Left-hand panels: time evolution of the center positions (km) of both TC and MG from 18 to 21 October in (a) CTL and (c) ALL. The right-hand panels display the relative motion between TC and MG from 18 to 20 October in (b) CTL and (d) ALL.

Initially, Megi was located to the west of the MG center. With time, both the TC and MG propagated westward but with different zonal speeds. Both the TC and MG were located further to the east in CTL compared with ALL, indicating a slower speed in the latter; this is in agreement with the smaller Cx shown in Fig. 6a. Of particular interest is that, at the time of the sudden change (i.e., 20 October), the distance between the TC and the MG center in CTL was smaller than it was in ALL. In CTL, Megi was located to the east of the MG center, whereas was is located to the west of the MG center in ALL. In other words, Megi had a faster westward propagation speed in ALL and had moved into the western flank of the MG by 20 October. Consequently, the prevailing steering northerly wind for Megi in the MG environment did not support a sharp northward turn in ALL. On the other hand, when Megi moved with a slower speed relative to the MG, it was located in the eastern semicircle of the MG, where a southerly wind prevailed and supported northward motion. The results therefore agree well with those of previous studies (Liang and Wu 2015).
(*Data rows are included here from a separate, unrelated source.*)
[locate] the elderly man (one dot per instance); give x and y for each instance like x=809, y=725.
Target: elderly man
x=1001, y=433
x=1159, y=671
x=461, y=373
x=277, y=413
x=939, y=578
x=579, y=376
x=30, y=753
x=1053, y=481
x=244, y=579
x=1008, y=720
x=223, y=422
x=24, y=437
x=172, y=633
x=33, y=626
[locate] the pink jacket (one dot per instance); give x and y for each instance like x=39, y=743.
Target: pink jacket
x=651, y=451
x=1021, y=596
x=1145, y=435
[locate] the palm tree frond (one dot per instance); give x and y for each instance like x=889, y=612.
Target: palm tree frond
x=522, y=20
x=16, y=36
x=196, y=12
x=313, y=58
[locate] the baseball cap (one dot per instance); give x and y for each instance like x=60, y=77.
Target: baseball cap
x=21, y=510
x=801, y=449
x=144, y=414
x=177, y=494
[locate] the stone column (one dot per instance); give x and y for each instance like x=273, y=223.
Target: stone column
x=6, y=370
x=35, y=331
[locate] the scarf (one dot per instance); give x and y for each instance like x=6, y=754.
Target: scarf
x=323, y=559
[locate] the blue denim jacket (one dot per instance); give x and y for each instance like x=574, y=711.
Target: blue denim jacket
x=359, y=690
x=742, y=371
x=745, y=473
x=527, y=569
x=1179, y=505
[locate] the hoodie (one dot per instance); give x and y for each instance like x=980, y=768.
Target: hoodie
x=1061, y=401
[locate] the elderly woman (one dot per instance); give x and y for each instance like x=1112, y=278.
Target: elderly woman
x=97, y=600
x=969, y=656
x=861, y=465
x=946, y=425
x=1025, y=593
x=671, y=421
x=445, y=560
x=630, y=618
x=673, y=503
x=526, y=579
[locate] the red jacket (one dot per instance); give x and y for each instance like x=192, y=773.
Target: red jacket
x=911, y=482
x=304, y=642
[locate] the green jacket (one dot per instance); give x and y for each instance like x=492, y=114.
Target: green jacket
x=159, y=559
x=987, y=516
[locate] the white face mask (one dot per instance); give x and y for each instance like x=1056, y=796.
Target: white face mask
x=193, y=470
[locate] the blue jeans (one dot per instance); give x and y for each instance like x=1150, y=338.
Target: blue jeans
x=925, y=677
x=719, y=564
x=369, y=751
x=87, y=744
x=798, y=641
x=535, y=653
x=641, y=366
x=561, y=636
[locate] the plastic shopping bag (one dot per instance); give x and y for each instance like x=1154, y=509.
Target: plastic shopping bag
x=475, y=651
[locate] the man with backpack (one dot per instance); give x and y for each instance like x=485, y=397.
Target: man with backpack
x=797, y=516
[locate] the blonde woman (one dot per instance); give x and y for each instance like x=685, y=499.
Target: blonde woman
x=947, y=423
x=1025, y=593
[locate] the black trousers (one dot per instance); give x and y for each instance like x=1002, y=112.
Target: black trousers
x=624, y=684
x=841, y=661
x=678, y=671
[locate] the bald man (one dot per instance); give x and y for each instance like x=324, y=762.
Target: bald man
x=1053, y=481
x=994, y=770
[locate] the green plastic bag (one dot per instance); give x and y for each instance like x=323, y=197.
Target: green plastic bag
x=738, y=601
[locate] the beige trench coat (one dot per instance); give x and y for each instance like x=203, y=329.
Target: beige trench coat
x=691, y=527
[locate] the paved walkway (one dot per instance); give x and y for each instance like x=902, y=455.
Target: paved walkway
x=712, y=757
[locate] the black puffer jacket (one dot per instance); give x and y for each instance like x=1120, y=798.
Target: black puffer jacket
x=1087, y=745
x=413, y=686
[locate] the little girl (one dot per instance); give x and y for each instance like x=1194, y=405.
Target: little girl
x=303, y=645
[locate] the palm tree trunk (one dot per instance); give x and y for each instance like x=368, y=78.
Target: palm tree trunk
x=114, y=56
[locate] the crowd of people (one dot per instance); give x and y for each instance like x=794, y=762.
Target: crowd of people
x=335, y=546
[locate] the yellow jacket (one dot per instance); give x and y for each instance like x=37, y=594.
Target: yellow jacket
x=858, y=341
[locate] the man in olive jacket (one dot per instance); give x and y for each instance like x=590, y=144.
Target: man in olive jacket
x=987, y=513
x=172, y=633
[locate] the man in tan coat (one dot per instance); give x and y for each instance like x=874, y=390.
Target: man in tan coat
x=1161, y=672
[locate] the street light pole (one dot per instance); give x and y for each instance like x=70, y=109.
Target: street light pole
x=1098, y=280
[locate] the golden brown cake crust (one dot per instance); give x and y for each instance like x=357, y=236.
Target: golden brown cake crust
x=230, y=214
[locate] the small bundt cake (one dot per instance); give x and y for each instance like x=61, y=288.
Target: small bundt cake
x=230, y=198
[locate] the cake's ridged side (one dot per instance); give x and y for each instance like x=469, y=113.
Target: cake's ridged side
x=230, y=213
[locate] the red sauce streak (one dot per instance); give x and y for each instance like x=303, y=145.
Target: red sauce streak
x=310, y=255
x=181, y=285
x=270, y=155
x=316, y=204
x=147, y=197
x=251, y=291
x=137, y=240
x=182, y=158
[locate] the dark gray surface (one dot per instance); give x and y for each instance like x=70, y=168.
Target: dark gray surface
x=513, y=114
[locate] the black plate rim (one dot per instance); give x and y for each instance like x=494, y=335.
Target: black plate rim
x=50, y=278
The markedly different results from these two simulations can also be seen from the relative positions of the TC and MG (Figs. 7b, d). The origin (0, 0) in these reference frames was defined as the midpoint between the centers of the two entities. Initially, the centers of the MG and TC were far apart, with the TC situated around the western flank of the MG. Thereafter, the TC moved cyclonically and approached the MG center. The two centers gradually attracted each other gradually and nearly coincided by the time of the sharp turn. These features are consistent with previous idealized simulations (Ge et al. 2018; Liang and Wu 2014) and the study of Megi by Bi et al (2015). Notice that these two systems rotate around and approach each other while remaining separated.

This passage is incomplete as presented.